Draco is nasty too, and depicted as such, (not to mention described as such in interviews). 
So he's a bad example of the "casual insulter". Besides which, although not nice to "Goyle", 
there is a huge difference in tone when you compare that with the way he speaks to Harry, 
and with the way Snape speaks to Harry.


> Phineas Nigellus is 
> as insolent to Dumbledore as he dares to be, because that's his 
> way of saying, "I was a Headmaster too." He makes a big show 
> of not co-operating, but it's clear that he does. 
> Sirius falls back into this way of relating at Grimmauld Place and 
> tears into Kreacher, though he preaches, as a good 
> Gryffindor, that you are judged by how you treat your inferiors.

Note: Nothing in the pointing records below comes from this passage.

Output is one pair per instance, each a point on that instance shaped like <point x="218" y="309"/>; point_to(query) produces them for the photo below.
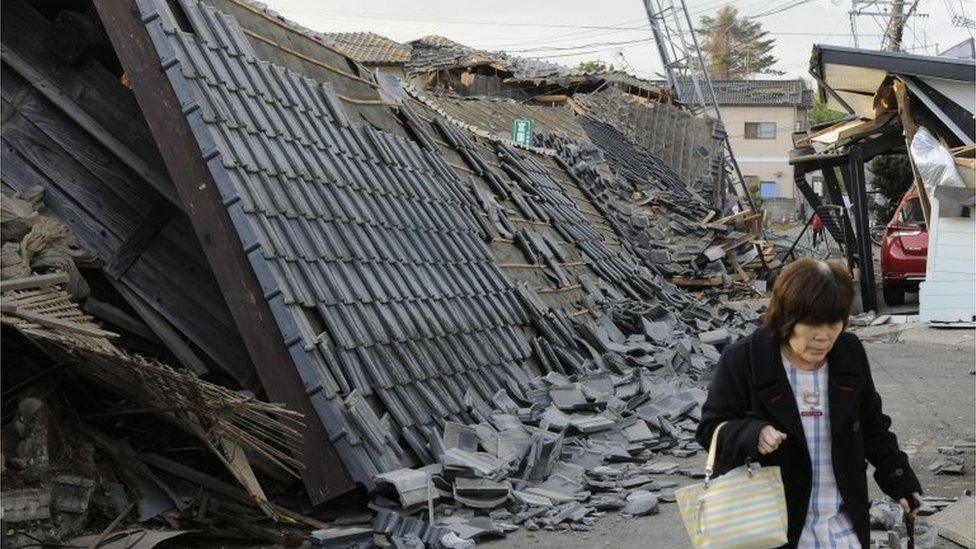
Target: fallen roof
<point x="850" y="79"/>
<point x="369" y="47"/>
<point x="387" y="281"/>
<point x="769" y="93"/>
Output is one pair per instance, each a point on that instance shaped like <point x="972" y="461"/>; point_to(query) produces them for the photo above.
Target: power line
<point x="582" y="46"/>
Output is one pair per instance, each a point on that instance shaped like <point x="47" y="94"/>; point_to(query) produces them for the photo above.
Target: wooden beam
<point x="324" y="474"/>
<point x="53" y="94"/>
<point x="162" y="329"/>
<point x="136" y="243"/>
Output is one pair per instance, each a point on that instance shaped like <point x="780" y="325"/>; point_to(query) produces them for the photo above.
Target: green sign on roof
<point x="522" y="131"/>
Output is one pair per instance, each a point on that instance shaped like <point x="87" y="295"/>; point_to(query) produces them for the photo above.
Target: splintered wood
<point x="739" y="244"/>
<point x="226" y="422"/>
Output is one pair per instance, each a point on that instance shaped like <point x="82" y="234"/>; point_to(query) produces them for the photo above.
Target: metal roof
<point x="759" y="92"/>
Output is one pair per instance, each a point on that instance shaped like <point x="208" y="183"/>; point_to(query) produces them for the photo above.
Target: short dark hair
<point x="811" y="292"/>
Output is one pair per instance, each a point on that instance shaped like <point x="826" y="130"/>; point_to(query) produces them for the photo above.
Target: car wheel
<point x="893" y="294"/>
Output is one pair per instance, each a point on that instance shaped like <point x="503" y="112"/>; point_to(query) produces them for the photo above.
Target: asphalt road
<point x="925" y="377"/>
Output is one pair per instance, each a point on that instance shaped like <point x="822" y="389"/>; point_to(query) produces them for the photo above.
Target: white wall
<point x="948" y="293"/>
<point x="767" y="159"/>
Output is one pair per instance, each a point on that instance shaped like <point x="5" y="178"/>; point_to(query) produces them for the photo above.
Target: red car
<point x="904" y="249"/>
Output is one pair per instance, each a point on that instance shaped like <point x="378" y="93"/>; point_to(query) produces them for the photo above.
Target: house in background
<point x="370" y="49"/>
<point x="760" y="117"/>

I don't agree that Sirius "tears into Kreacher". If anything, it's the other way around. (If 
that disgusting little creature had talked to me the way he did to Sirius, there would have 
been another head on the wall.) And, in any case, just because Sirius is not being nice to 
Kreature, doesn't make him "fall back into" any kind of way of relating. "A way of relating" 
implies habit, consistency. Phineas Nigellus is obviously in the habit of behaving in the 
annoying way he has - Sirius isn't. 

> 
> Snape has, by the conventions of Slytherin House, and of 
> authoritarian societies generally, the privilege of insulting his 
> inferiors. If he didn't exercise it, he'd be no true Slytherin and he 
> would lose the respect of his House. How much genuine spleen 
> there is behind the insults is anyone's guess, but we know that 
> Harry tends to equate  casual put-downs and hatred, so he's not 
> our best witness. He's convinced that Lily hated James and that 
> Sirius hated Kreacher, and he's told this was not so.
> 


Lily, at that point, did dislike James. Sirius and Lupin say as much. Sirius certainly 
disliked Kreacher. "This is all Harry's point of view" is a two edged argument. For 
instance, when you quote above the "shrewed and calculated look" - one could argue back, 
very simply, that since this is all from Harry's perspective, we can't know what Snape's 
expression was really like at that moment. Maybe he was, in fact, simply contemplating 
what's for dinner? 

It leads to the same sort of arbitrariness in interpretation as playacting!Snape. You apply 
it in order to undermine the straight meaning of the text in one place, while leaveing other 
places undisturbed. What's the criteria?